Different skill levels are required depending on the type of data. Most of us could easily enough label up an image as “cat” or “no cat”, but to label a medical image or legal contract in detail requires domain-specific expertise. Some of the jobs are outsourced to low-wage countries, but not all the jobs are minimum wage level. A data operations manager, who manages the whole data pipeline, may earn $150,000 annually. Medical professionals labelling medical notes may earn $150-300 an hour, and a lawyer labelling contracts $200-$400 an hour. The rise of agentic AI has created new roles, as specialists are paid to assess whether AI agents are making good decisions across complex workflows.

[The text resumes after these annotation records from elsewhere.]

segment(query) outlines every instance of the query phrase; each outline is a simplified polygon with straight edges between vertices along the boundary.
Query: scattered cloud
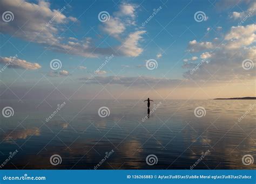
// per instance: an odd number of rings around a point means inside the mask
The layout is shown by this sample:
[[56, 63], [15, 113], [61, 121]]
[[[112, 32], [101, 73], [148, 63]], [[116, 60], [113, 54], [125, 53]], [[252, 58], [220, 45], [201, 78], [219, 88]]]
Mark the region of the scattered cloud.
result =
[[120, 5], [120, 10], [114, 13], [117, 16], [130, 16], [135, 17], [135, 6], [131, 4], [122, 4]]
[[41, 68], [41, 66], [37, 63], [30, 62], [26, 60], [19, 59], [10, 59], [9, 58], [1, 57], [0, 63], [8, 65], [9, 68], [22, 68], [26, 69], [37, 69]]
[[[120, 16], [120, 18], [111, 17], [109, 21], [103, 24], [103, 30], [116, 38], [118, 37], [120, 45], [102, 48], [96, 47], [90, 37], [78, 40], [73, 37], [60, 36], [60, 32], [69, 24], [77, 22], [76, 18], [64, 15], [66, 9], [61, 12], [51, 9], [50, 3], [43, 1], [39, 1], [38, 4], [23, 0], [16, 0], [15, 2], [8, 0], [0, 1], [1, 12], [9, 10], [15, 12], [13, 21], [8, 24], [0, 22], [0, 32], [3, 34], [39, 44], [49, 50], [84, 57], [96, 58], [113, 53], [117, 55], [137, 56], [143, 51], [139, 46], [139, 41], [145, 31], [138, 31], [137, 27], [137, 31], [128, 33], [127, 36], [122, 34], [127, 26], [134, 25], [131, 21], [135, 17], [135, 8], [131, 4], [123, 4], [119, 7], [116, 16]], [[54, 21], [50, 22], [53, 18]], [[22, 27], [22, 31], [17, 31], [18, 27]], [[119, 37], [121, 34], [122, 38]]]
[[111, 17], [109, 20], [104, 23], [102, 29], [107, 33], [118, 38], [119, 35], [125, 30], [125, 26], [119, 18]]
[[106, 74], [106, 72], [105, 71], [105, 70], [98, 70], [97, 72], [97, 74], [98, 74], [98, 75], [104, 75], [104, 74]]
[[138, 56], [143, 51], [143, 49], [139, 47], [139, 41], [142, 38], [142, 35], [145, 33], [146, 31], [137, 31], [130, 33], [118, 50], [125, 55]]
[[51, 77], [58, 77], [62, 76], [70, 75], [69, 72], [66, 70], [53, 71], [51, 70], [47, 73], [47, 75]]
[[60, 70], [59, 72], [59, 74], [60, 75], [64, 75], [64, 76], [69, 75], [69, 72], [66, 70]]
[[130, 66], [129, 66], [129, 65], [121, 65], [121, 66], [122, 66], [123, 68], [130, 68]]
[[188, 51], [191, 53], [201, 51], [213, 48], [213, 45], [211, 42], [197, 42], [193, 40], [188, 43]]
[[162, 54], [161, 53], [158, 53], [157, 54], [157, 58], [160, 58], [162, 57]]
[[230, 15], [230, 18], [234, 20], [240, 20], [243, 18], [248, 18], [250, 17], [253, 17], [256, 15], [256, 2], [251, 4], [250, 8], [245, 11], [236, 12], [233, 11]]
[[[95, 76], [85, 77], [79, 79], [87, 84], [119, 84], [131, 87], [149, 87], [157, 84], [159, 87], [166, 87], [177, 85], [183, 80], [172, 80], [166, 78], [158, 78], [149, 76], [129, 77], [129, 76]], [[186, 80], [184, 80], [186, 81]]]
[[83, 66], [79, 66], [78, 67], [78, 69], [86, 69], [87, 68], [86, 67], [84, 67]]
[[197, 56], [193, 56], [191, 58], [191, 60], [192, 61], [196, 61], [196, 60], [197, 60], [198, 59], [198, 57]]
[[[256, 65], [256, 46], [253, 45], [256, 41], [255, 32], [255, 24], [233, 26], [224, 36], [225, 40], [221, 44], [214, 45], [210, 42], [199, 43], [196, 40], [190, 42], [190, 51], [200, 52], [210, 49], [211, 52], [200, 54], [200, 58], [207, 59], [208, 62], [200, 61], [200, 65], [195, 63], [184, 63], [183, 67], [190, 70], [183, 76], [188, 79], [200, 81], [255, 81], [255, 70], [244, 69], [242, 62], [250, 59]], [[198, 68], [196, 71], [191, 73], [191, 69], [197, 66]]]
[[242, 46], [248, 46], [256, 41], [256, 24], [246, 26], [233, 26], [229, 33], [225, 37], [228, 40], [226, 47], [228, 48], [238, 48]]
[[218, 26], [218, 27], [216, 27], [216, 29], [217, 29], [217, 31], [221, 31], [222, 30], [222, 27]]

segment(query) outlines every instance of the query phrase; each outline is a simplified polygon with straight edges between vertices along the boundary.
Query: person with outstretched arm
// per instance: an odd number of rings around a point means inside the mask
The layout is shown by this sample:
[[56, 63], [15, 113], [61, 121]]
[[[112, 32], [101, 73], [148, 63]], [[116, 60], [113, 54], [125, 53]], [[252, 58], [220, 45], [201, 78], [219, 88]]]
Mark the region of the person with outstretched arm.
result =
[[153, 100], [150, 100], [149, 98], [147, 98], [147, 100], [144, 100], [144, 102], [145, 102], [145, 101], [147, 101], [147, 108], [149, 108], [149, 107], [150, 107], [150, 101], [153, 102]]

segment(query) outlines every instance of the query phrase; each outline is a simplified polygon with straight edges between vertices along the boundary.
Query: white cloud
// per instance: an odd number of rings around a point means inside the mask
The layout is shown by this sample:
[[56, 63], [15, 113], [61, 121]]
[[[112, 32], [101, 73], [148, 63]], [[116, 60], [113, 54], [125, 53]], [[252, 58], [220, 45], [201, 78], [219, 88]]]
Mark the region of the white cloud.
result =
[[[95, 76], [93, 77], [85, 77], [79, 79], [84, 81], [87, 84], [119, 84], [124, 86], [149, 87], [157, 85], [158, 87], [166, 87], [180, 84], [182, 80], [172, 80], [167, 78], [152, 77], [141, 76], [139, 77], [129, 76]], [[186, 80], [184, 80], [186, 81]]]
[[121, 65], [121, 66], [123, 68], [130, 68], [130, 66], [129, 66], [129, 65]]
[[211, 58], [211, 54], [208, 53], [208, 52], [204, 52], [203, 53], [202, 53], [200, 55], [200, 58], [201, 59], [204, 59], [210, 58]]
[[103, 30], [112, 36], [118, 37], [125, 30], [125, 26], [119, 18], [111, 17], [109, 21], [104, 23]]
[[217, 29], [217, 31], [220, 31], [222, 30], [222, 27], [221, 26], [218, 26], [216, 27], [216, 29]]
[[256, 41], [256, 24], [246, 26], [233, 26], [229, 33], [225, 37], [228, 40], [226, 47], [233, 49], [242, 46], [248, 46]]
[[242, 19], [246, 18], [246, 19], [250, 17], [253, 17], [256, 15], [256, 2], [252, 3], [250, 7], [246, 11], [242, 12], [236, 12], [234, 11], [232, 12], [229, 17], [234, 20]]
[[67, 76], [69, 75], [69, 72], [66, 70], [60, 70], [59, 74], [60, 75]]
[[41, 68], [37, 63], [32, 63], [19, 59], [10, 59], [9, 58], [0, 57], [0, 63], [8, 65], [8, 67], [26, 69], [37, 69]]
[[197, 60], [198, 59], [198, 57], [197, 56], [193, 56], [191, 58], [191, 60], [192, 61], [196, 61], [196, 60]]
[[86, 68], [87, 68], [86, 67], [84, 67], [84, 66], [79, 66], [78, 67], [78, 69], [86, 69]]
[[[244, 69], [242, 62], [245, 59], [250, 59], [256, 65], [256, 46], [253, 44], [256, 40], [255, 26], [256, 25], [252, 24], [246, 26], [232, 27], [224, 36], [225, 40], [221, 44], [212, 45], [210, 47], [212, 47], [210, 52], [201, 54], [201, 59], [207, 59], [208, 62], [201, 61], [198, 63], [186, 63], [184, 65], [184, 68], [190, 69], [184, 74], [184, 76], [193, 80], [207, 81], [208, 82], [213, 81], [215, 82], [255, 81], [255, 69]], [[196, 41], [191, 42], [190, 45], [198, 44]], [[196, 71], [191, 74], [191, 70], [197, 67], [198, 68]]]
[[197, 42], [196, 40], [190, 41], [188, 46], [188, 50], [190, 52], [197, 52], [213, 48], [213, 45], [211, 42]]
[[118, 16], [128, 16], [135, 17], [135, 7], [130, 4], [123, 4], [120, 6], [120, 10], [116, 13]]
[[59, 77], [62, 76], [70, 75], [69, 72], [67, 70], [53, 71], [51, 70], [47, 73], [47, 75], [51, 77]]
[[161, 53], [158, 53], [157, 54], [157, 58], [160, 58], [162, 57], [162, 54]]
[[139, 41], [142, 38], [141, 35], [145, 33], [146, 31], [137, 31], [130, 33], [118, 50], [125, 55], [138, 56], [143, 51], [143, 49], [139, 47]]
[[104, 75], [106, 74], [106, 72], [105, 70], [98, 70], [97, 71], [97, 74], [98, 75]]
[[[131, 20], [131, 19], [133, 19], [134, 11], [129, 6], [127, 7], [125, 6], [121, 9], [122, 11], [119, 15], [120, 16], [122, 14], [124, 16], [126, 15], [128, 17], [126, 19], [124, 19], [124, 17], [123, 19], [122, 17], [122, 21]], [[86, 38], [82, 40], [78, 40], [72, 37], [66, 38], [59, 36], [60, 31], [62, 32], [68, 26], [64, 25], [68, 24], [71, 21], [76, 22], [77, 20], [75, 17], [66, 16], [64, 15], [65, 11], [67, 11], [66, 9], [61, 12], [51, 9], [50, 3], [48, 2], [41, 1], [38, 4], [36, 4], [23, 0], [1, 1], [1, 12], [4, 12], [6, 10], [12, 12], [15, 18], [13, 21], [8, 23], [1, 21], [0, 32], [10, 34], [26, 41], [38, 43], [46, 46], [49, 50], [90, 58], [112, 54], [116, 52], [117, 55], [134, 56], [138, 56], [143, 51], [138, 46], [138, 42], [139, 39], [142, 38], [142, 37], [138, 37], [137, 40], [136, 38], [133, 39], [133, 44], [135, 45], [131, 46], [132, 51], [127, 48], [127, 52], [121, 49], [118, 52], [117, 51], [120, 48], [120, 46], [96, 47], [91, 38]], [[54, 20], [52, 21], [53, 18]], [[104, 24], [106, 25], [104, 29], [117, 38], [117, 36], [123, 33], [126, 26], [127, 26], [126, 22], [125, 20], [123, 20], [124, 23], [120, 22], [118, 18], [116, 19], [114, 18], [111, 20], [112, 20]], [[19, 27], [22, 27], [22, 31], [19, 31]], [[132, 34], [133, 33], [130, 33], [129, 37], [134, 38], [136, 36]], [[118, 38], [125, 47], [127, 46], [127, 44], [129, 43], [129, 40], [126, 38], [124, 39]], [[132, 44], [131, 42], [130, 43]], [[134, 49], [137, 48], [138, 49], [137, 52], [134, 51]], [[130, 53], [131, 55], [129, 55]]]

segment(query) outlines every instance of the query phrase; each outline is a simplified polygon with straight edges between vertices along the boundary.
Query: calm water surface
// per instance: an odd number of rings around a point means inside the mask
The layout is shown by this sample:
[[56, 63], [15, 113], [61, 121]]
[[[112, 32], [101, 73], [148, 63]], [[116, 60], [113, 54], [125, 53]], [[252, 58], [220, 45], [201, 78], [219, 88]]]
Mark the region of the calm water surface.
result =
[[[189, 169], [207, 150], [194, 169], [256, 168], [242, 162], [245, 154], [256, 159], [255, 100], [156, 100], [151, 110], [161, 104], [145, 121], [141, 101], [73, 100], [47, 122], [63, 102], [1, 101], [1, 109], [10, 106], [15, 113], [0, 118], [0, 163], [18, 151], [3, 168], [93, 169], [112, 150], [98, 169]], [[99, 116], [103, 106], [109, 116]], [[205, 116], [194, 116], [197, 107], [205, 109]], [[55, 154], [61, 164], [50, 164]], [[157, 157], [157, 164], [146, 164], [149, 154]]]

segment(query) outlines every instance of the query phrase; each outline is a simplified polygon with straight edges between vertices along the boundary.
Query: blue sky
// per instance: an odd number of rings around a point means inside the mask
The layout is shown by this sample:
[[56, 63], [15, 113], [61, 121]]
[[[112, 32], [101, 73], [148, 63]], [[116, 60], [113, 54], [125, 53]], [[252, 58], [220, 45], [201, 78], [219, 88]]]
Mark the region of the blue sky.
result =
[[[105, 86], [112, 90], [107, 91], [111, 95], [97, 98], [114, 98], [122, 94], [122, 98], [137, 99], [149, 90], [157, 98], [172, 98], [170, 93], [174, 98], [227, 97], [233, 89], [245, 85], [249, 89], [246, 91], [231, 95], [255, 95], [255, 67], [242, 67], [245, 60], [255, 62], [256, 5], [252, 1], [16, 0], [3, 1], [0, 5], [2, 15], [10, 11], [14, 17], [12, 21], [1, 21], [0, 34], [2, 67], [7, 58], [18, 55], [18, 60], [0, 74], [1, 90], [7, 93], [6, 86], [11, 84], [19, 94], [14, 98], [24, 95], [29, 98], [30, 91], [25, 91], [36, 84], [31, 93], [43, 87], [51, 91], [51, 83], [61, 83], [60, 90], [66, 97], [76, 93], [72, 96], [78, 98], [93, 98]], [[57, 10], [64, 7], [57, 14]], [[109, 14], [109, 20], [99, 21], [102, 11]], [[204, 13], [204, 20], [195, 20], [198, 11]], [[54, 16], [56, 19], [46, 26]], [[94, 74], [111, 54], [114, 56], [101, 72]], [[202, 63], [205, 55], [207, 62]], [[53, 59], [60, 61], [61, 68], [51, 69]], [[147, 68], [150, 59], [156, 61], [157, 68]], [[197, 66], [199, 69], [191, 74]], [[22, 78], [17, 79], [19, 75]], [[230, 83], [237, 84], [227, 87]], [[223, 91], [214, 96], [219, 84]], [[198, 88], [200, 92], [196, 92]], [[133, 91], [139, 95], [131, 96]], [[11, 97], [5, 93], [3, 96]]]

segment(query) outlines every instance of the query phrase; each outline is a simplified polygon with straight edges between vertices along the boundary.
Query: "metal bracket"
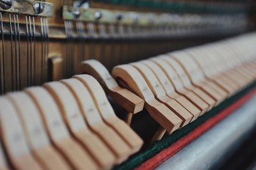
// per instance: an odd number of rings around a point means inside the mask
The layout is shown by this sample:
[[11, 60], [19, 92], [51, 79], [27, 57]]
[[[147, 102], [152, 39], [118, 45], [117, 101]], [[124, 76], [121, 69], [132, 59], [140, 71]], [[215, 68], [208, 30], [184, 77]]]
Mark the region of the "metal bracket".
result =
[[0, 6], [0, 11], [45, 17], [52, 17], [53, 14], [52, 3], [34, 0], [12, 0], [8, 3], [10, 8], [4, 9]]

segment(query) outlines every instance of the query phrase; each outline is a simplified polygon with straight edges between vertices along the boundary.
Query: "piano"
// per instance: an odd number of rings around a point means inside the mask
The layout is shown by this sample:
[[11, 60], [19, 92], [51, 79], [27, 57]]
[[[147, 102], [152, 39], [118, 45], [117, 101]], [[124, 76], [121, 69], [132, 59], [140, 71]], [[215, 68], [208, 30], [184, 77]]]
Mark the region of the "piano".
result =
[[0, 0], [0, 169], [253, 169], [255, 7]]

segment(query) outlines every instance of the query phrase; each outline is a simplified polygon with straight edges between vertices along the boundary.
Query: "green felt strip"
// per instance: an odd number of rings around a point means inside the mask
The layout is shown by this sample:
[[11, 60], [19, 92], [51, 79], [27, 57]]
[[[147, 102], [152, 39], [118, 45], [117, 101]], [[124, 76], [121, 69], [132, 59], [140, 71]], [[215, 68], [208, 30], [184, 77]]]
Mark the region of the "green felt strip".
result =
[[[102, 3], [102, 0], [97, 0]], [[148, 0], [106, 0], [104, 3], [164, 10], [171, 12], [204, 13], [244, 13], [248, 6], [244, 4], [205, 3], [200, 2], [161, 2]]]
[[185, 136], [193, 129], [200, 125], [208, 119], [214, 116], [218, 113], [224, 110], [228, 106], [230, 105], [239, 98], [248, 93], [253, 88], [256, 87], [256, 82], [250, 84], [243, 90], [237, 93], [235, 95], [231, 97], [228, 99], [223, 102], [218, 106], [216, 107], [209, 112], [205, 113], [196, 120], [188, 124], [180, 130], [174, 132], [172, 135], [163, 137], [161, 140], [156, 141], [151, 144], [149, 147], [144, 151], [141, 151], [138, 153], [133, 155], [128, 160], [118, 165], [113, 168], [113, 169], [132, 169], [140, 165], [147, 160], [152, 157], [156, 154], [159, 153], [162, 150], [167, 148], [172, 143], [178, 141], [181, 137]]

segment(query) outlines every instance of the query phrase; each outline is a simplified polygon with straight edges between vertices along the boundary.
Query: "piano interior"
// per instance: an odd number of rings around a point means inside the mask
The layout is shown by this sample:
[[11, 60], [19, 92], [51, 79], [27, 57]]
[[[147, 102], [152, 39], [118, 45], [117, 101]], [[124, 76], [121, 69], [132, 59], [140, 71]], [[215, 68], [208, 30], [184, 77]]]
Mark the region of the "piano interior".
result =
[[0, 169], [254, 169], [255, 11], [0, 0]]

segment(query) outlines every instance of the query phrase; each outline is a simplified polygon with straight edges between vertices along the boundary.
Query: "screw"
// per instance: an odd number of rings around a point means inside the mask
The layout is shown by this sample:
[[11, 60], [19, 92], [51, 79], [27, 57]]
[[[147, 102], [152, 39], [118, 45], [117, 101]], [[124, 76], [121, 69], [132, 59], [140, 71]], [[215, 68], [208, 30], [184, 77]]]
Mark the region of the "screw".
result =
[[40, 14], [44, 11], [44, 6], [40, 3], [36, 3], [35, 4], [34, 4], [33, 8], [34, 9], [34, 12], [35, 13]]
[[96, 11], [95, 13], [94, 14], [94, 17], [95, 17], [95, 19], [97, 20], [99, 20], [100, 19], [101, 19], [101, 17], [102, 17], [102, 15], [101, 14], [101, 12], [99, 11]]
[[80, 17], [81, 12], [79, 10], [75, 10], [73, 12], [73, 15], [76, 19], [77, 19]]
[[0, 6], [4, 10], [9, 10], [12, 6], [12, 0], [0, 0]]
[[118, 13], [116, 15], [116, 20], [122, 20], [122, 18], [123, 18], [123, 15], [122, 15], [122, 13]]

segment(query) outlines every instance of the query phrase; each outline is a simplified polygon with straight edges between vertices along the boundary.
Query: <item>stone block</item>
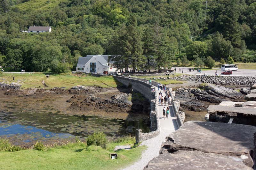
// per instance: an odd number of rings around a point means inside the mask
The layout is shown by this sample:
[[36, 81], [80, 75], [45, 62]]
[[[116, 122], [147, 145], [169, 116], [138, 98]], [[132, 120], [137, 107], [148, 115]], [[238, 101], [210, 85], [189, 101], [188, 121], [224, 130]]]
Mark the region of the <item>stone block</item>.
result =
[[256, 108], [256, 101], [248, 101], [243, 103], [244, 107], [250, 107]]
[[210, 105], [207, 109], [209, 121], [227, 123], [234, 119], [233, 123], [256, 126], [256, 108]]
[[159, 153], [183, 150], [221, 154], [241, 159], [252, 167], [253, 162], [250, 154], [255, 131], [256, 127], [252, 126], [189, 121], [166, 137]]
[[241, 159], [219, 154], [187, 152], [179, 154], [164, 153], [152, 159], [144, 170], [173, 169], [252, 169]]
[[251, 91], [250, 92], [250, 93], [256, 93], [256, 89], [251, 90]]
[[244, 99], [247, 101], [256, 101], [256, 93], [250, 93], [245, 96]]

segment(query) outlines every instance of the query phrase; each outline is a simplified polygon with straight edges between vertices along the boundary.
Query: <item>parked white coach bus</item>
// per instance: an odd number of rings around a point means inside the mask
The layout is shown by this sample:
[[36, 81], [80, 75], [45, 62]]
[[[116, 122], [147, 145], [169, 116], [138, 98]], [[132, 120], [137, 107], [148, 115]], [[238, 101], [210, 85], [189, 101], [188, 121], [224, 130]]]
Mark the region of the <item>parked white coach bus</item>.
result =
[[222, 71], [236, 71], [238, 70], [237, 66], [235, 64], [224, 64], [221, 65]]

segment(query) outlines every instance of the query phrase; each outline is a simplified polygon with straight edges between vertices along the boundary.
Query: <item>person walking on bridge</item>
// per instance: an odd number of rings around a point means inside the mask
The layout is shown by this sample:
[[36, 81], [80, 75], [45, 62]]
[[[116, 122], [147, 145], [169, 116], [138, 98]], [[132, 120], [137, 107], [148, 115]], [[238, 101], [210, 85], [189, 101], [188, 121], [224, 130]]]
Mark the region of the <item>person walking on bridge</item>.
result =
[[169, 109], [169, 107], [167, 107], [167, 108], [166, 109], [166, 118], [168, 119], [168, 117], [169, 117], [169, 113], [170, 113], [170, 109]]
[[165, 107], [164, 107], [164, 108], [163, 109], [163, 115], [164, 115], [164, 118], [165, 119], [165, 109], [164, 109], [165, 108]]
[[168, 105], [171, 106], [172, 104], [172, 98], [171, 96], [168, 98]]
[[166, 106], [166, 103], [167, 102], [167, 98], [166, 97], [166, 96], [164, 96], [164, 106]]

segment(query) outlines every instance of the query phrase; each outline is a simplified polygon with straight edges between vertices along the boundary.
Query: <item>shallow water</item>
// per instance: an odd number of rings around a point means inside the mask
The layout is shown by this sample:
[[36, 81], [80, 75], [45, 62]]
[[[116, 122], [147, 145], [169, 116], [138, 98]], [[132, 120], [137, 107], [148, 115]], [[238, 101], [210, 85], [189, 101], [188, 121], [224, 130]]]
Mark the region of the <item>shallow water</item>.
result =
[[8, 97], [0, 101], [0, 137], [14, 144], [32, 144], [37, 141], [50, 144], [97, 132], [112, 137], [134, 135], [138, 126], [143, 132], [149, 131], [148, 116], [130, 114], [129, 119], [124, 119], [123, 115], [118, 118], [118, 115], [112, 118], [111, 115], [68, 115], [65, 111], [70, 104], [65, 101], [70, 96], [56, 96], [58, 100], [53, 96], [40, 100]]

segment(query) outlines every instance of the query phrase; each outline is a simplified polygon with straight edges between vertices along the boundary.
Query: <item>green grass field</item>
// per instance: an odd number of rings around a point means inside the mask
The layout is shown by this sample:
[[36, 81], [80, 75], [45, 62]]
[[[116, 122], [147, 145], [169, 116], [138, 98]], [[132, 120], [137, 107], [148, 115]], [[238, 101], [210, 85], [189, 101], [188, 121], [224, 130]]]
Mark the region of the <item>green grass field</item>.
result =
[[183, 84], [186, 82], [185, 81], [180, 81], [176, 80], [163, 80], [158, 79], [156, 80], [156, 81], [164, 85], [170, 85], [171, 84]]
[[30, 0], [15, 6], [22, 11], [42, 11], [50, 9], [58, 5], [61, 0]]
[[[171, 73], [172, 74], [172, 73]], [[134, 76], [134, 77], [138, 78], [147, 78], [149, 79], [150, 78], [157, 78], [158, 77], [175, 77], [179, 76], [183, 74], [180, 73], [174, 73], [175, 75], [170, 75], [170, 76]]]
[[[106, 150], [100, 146], [87, 147], [78, 143], [51, 148], [45, 151], [28, 149], [16, 152], [0, 152], [1, 169], [117, 169], [136, 161], [146, 146], [130, 150], [114, 151], [118, 145], [131, 142], [112, 142]], [[112, 160], [110, 154], [117, 153], [117, 159]]]
[[[193, 63], [192, 64], [188, 64], [186, 66], [182, 65], [181, 64], [177, 65], [177, 63], [172, 63], [172, 64], [174, 67], [191, 67], [191, 68], [194, 68], [195, 69], [196, 69], [197, 68], [197, 67], [195, 66], [195, 64]], [[238, 69], [256, 70], [256, 63], [235, 62], [235, 64], [237, 65]], [[221, 67], [221, 65], [220, 63], [220, 62], [216, 62], [215, 63], [215, 66], [214, 67], [214, 68], [210, 69], [209, 68], [208, 68], [207, 67], [205, 67], [205, 68], [202, 69], [202, 70], [204, 71], [212, 70], [215, 70], [215, 68], [220, 69]]]
[[[14, 77], [13, 81], [12, 77]], [[44, 80], [48, 87], [45, 87], [42, 82]], [[5, 83], [18, 82], [22, 85], [21, 88], [65, 87], [69, 88], [78, 85], [100, 86], [102, 87], [116, 87], [120, 84], [115, 81], [112, 76], [95, 77], [85, 74], [61, 74], [50, 75], [47, 78], [43, 73], [0, 74], [0, 81]]]

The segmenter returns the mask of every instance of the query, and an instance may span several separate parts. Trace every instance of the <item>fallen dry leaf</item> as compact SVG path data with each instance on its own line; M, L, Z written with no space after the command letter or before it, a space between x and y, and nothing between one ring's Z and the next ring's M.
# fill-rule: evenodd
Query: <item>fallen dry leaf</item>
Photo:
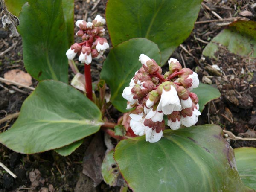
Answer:
M30 86L32 84L32 78L30 75L20 69L16 69L7 71L3 76L4 79L17 82L24 85ZM9 83L5 83L8 85L12 84Z
M253 16L251 12L246 10L240 12L239 13L239 15L244 17Z

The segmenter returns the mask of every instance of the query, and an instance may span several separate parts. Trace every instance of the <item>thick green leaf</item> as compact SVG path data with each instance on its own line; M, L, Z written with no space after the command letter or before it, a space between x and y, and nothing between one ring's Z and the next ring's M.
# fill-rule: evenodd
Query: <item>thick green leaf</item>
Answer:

At the other end of the value chain, there are companies hiring contractors in countries like India, the Philippines and Kenya for as little as $2 an hour for data labelling. This is quite controversial, with the hiring companies using technology to monitor employees by tracking their mouse movements and the time spent at their screens, with jobs often being allocated by algorithms rather than people. Some labelling workers have sued the employing companies for post-traumatic stress disorder after being subjected to distressing images such as car accidents or murders. Keeping quality high is a challenge, as errors caused by ambiguity or fatigue will propagate through models. Various techniques, such as multiple human review stages, can be used to reduce the risks, though obviously, this adds to the costs also.
Whatever the controversies, the industry is growing rapidly, at perhaps 30% annual growth, depending on which estimate you believe. META paid $14.3 billion to buy ScaleAI in June 2025, a company that works with over 100,000 annotators. Rival companies include Surge AI, iMerit and Karya, Appen and Amazon’s Mechanical Turk. Unsurprisingly, companies are trying to streamline the process by building machine learning tools to at least partially automate the labelling process. If the automated tools start to replace the human labellers, will the humans who actually built the foundations of AI just be replaced, or gain greater recognition?
Data labelling is a barely visible yet vital part of the burgeoning AI industry. It may seem ironic that the state-of-the-art AI models that can write essays, summarise documents, draw pictures, and produce short videos actually depend on the toiling of labourers in developing countries like Kenya and the Philippines.